Wednesday, 31 January 2024: 2:00 PM
345/346 (The Baltimore Convention Center)
Numerical Weather Prediction (NWP) models are foundational instruments to the functioning of forecasting institutions such as the National Weather Service, academia, and the private sector. Understanding the reliability and error of NWP models is of great importance to end-users of NWP products. To augment end-user’s ability to discern the reliability of different NWP models, our LSTM model architecture aims to predict NWP model forecast error for temperature at 2 meters.
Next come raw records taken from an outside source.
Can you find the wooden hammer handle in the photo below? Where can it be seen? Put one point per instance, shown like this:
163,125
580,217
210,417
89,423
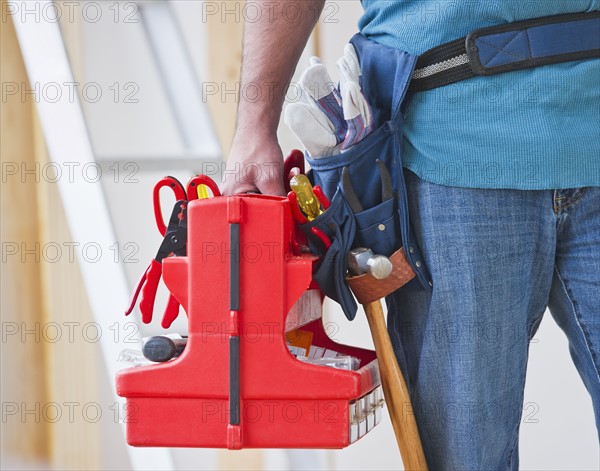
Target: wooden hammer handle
395,391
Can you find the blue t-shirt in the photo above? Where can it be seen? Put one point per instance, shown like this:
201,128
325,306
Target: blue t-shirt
531,129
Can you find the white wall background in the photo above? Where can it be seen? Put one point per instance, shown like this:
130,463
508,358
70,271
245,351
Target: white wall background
559,433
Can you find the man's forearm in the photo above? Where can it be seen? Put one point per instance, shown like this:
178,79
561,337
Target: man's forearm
272,47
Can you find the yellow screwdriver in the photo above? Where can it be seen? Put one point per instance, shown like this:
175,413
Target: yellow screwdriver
308,202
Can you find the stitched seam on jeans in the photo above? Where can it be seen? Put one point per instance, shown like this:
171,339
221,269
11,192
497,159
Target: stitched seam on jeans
582,192
515,440
578,321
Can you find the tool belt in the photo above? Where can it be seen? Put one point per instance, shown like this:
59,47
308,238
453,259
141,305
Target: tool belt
513,46
388,76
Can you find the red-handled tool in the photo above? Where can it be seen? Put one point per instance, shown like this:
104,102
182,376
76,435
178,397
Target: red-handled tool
198,181
179,192
174,242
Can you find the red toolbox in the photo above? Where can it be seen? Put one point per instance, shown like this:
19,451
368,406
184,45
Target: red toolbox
243,284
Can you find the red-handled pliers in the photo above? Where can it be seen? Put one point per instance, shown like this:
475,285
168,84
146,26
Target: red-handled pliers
174,242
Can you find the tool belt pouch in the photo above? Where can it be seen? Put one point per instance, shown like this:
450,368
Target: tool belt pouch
382,225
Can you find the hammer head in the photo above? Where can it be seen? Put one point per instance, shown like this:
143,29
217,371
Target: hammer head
363,260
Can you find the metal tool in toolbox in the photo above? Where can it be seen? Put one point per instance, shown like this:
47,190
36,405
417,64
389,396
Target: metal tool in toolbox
174,243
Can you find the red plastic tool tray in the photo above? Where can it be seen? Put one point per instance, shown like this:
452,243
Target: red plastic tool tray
237,385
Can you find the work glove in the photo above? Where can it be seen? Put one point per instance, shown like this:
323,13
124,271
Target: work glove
318,119
357,111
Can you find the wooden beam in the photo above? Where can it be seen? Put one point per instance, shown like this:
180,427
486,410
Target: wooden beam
224,33
25,433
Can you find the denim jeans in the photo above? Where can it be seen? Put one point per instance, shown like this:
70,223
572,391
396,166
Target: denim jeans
498,258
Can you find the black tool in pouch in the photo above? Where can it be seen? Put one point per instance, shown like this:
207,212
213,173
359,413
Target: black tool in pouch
382,224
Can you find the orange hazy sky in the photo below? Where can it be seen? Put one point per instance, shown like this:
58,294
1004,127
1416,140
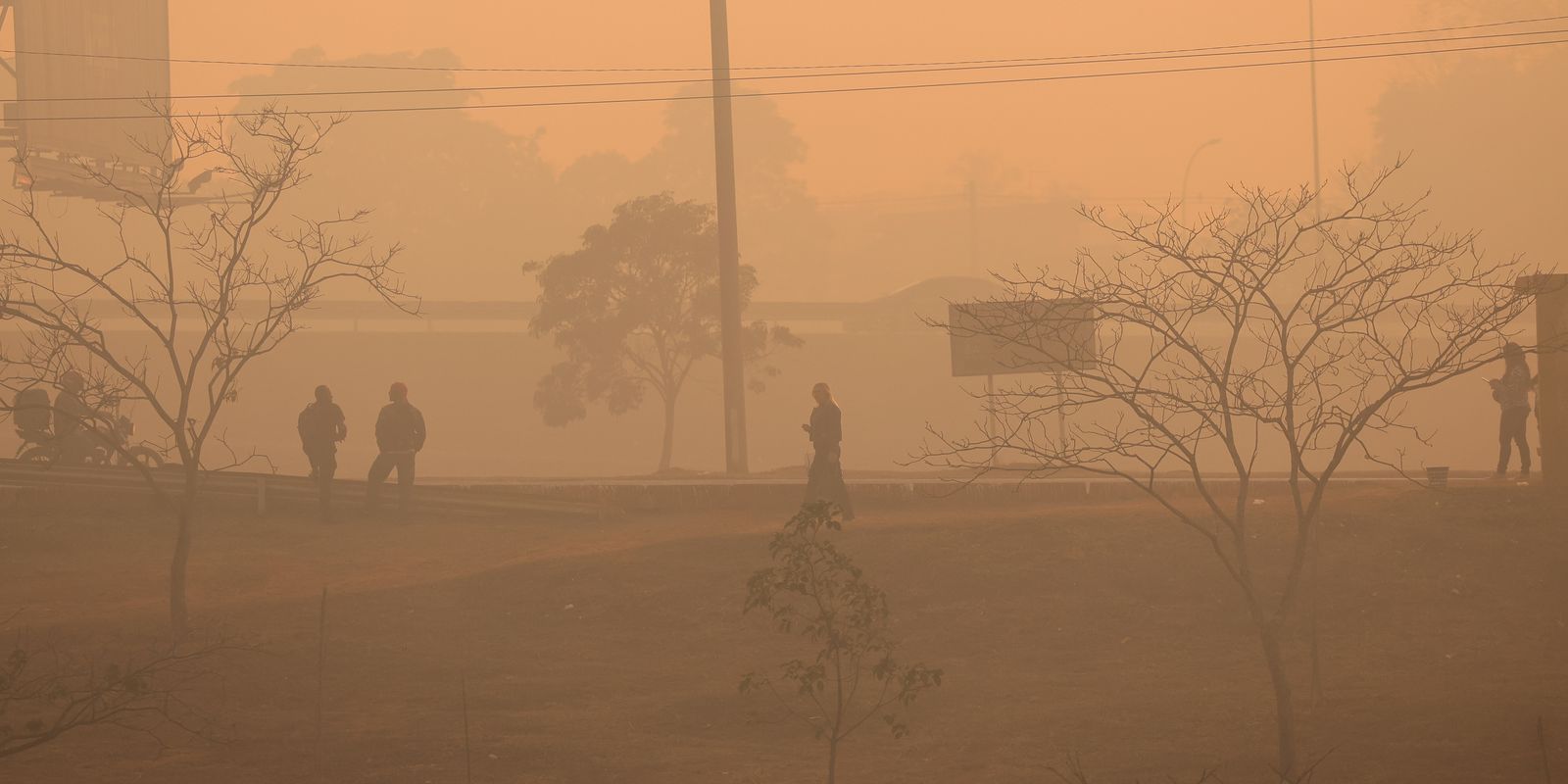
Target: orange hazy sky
1097,138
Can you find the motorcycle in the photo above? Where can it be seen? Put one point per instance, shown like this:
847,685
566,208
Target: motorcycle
91,449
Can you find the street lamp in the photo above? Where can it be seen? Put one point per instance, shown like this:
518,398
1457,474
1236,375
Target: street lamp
1188,176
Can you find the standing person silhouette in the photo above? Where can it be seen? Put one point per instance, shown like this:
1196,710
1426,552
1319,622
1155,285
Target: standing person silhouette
321,427
825,478
400,435
1512,394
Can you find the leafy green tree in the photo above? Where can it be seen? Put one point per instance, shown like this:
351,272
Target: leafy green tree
817,593
635,310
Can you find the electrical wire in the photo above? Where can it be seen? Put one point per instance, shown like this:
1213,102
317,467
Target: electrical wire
823,91
768,77
629,70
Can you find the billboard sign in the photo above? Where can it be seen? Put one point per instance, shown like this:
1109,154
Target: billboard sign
1032,336
91,49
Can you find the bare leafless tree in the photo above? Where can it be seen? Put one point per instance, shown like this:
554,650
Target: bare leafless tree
201,287
1259,339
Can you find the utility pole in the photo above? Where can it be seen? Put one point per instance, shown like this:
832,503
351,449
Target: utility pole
728,248
974,227
1311,36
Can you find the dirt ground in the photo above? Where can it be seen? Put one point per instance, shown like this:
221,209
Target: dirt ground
612,651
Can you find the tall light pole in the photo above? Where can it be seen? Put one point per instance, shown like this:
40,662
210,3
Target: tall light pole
1311,38
1188,174
728,248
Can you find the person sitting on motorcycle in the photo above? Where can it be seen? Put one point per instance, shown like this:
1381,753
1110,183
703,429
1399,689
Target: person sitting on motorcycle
74,419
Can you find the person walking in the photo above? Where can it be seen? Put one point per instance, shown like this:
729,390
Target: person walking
825,477
400,435
1512,394
321,427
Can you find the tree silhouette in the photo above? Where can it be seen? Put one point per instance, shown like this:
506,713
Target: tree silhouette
635,308
208,287
1256,339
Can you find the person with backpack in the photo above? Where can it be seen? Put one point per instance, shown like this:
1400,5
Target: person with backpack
825,477
321,427
1512,394
400,435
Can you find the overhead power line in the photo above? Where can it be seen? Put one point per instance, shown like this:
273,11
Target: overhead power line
830,67
772,77
836,90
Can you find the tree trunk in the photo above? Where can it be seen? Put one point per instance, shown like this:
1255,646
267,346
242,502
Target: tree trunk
184,512
833,760
1285,705
670,435
182,551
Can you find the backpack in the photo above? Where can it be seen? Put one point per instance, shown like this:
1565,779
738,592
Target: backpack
318,425
31,410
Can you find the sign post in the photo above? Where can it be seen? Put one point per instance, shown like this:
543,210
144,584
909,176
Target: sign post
1551,391
1011,337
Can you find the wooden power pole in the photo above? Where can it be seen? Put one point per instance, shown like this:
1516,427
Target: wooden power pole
728,248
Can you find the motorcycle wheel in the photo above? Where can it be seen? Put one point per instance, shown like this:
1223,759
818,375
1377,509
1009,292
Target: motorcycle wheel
141,457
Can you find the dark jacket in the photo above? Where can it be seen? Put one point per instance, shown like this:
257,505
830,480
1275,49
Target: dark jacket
71,415
321,425
827,427
1513,388
400,428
Our LSTM model utilizes the New York State Mesonet (NYSM) network of 126 sites and its quality observations of atmospheric conditions as ground truth; NYSM observed 2-meter-temperature is compared with NWP predicted 2-meter-temperature to determine NWP model forecast error. New York State’s complex topography, heterogeneously mixed land-use-land-cover (LULC), and extremes in population density informed a multitude of preprocessing efforts to aid the data acquisition and manipulation for processing into the LSTM model. Our analysis aims to minimize the Mean-Squared-Error (MSE) of predicting forecast error for temperature at two meters, and to provide insight into successful preprocessing techniques. A set of experiments were designed to manipulate components of the LSTM data and architecture to improve MSE metrics for our model’s performance, and the results will be presented.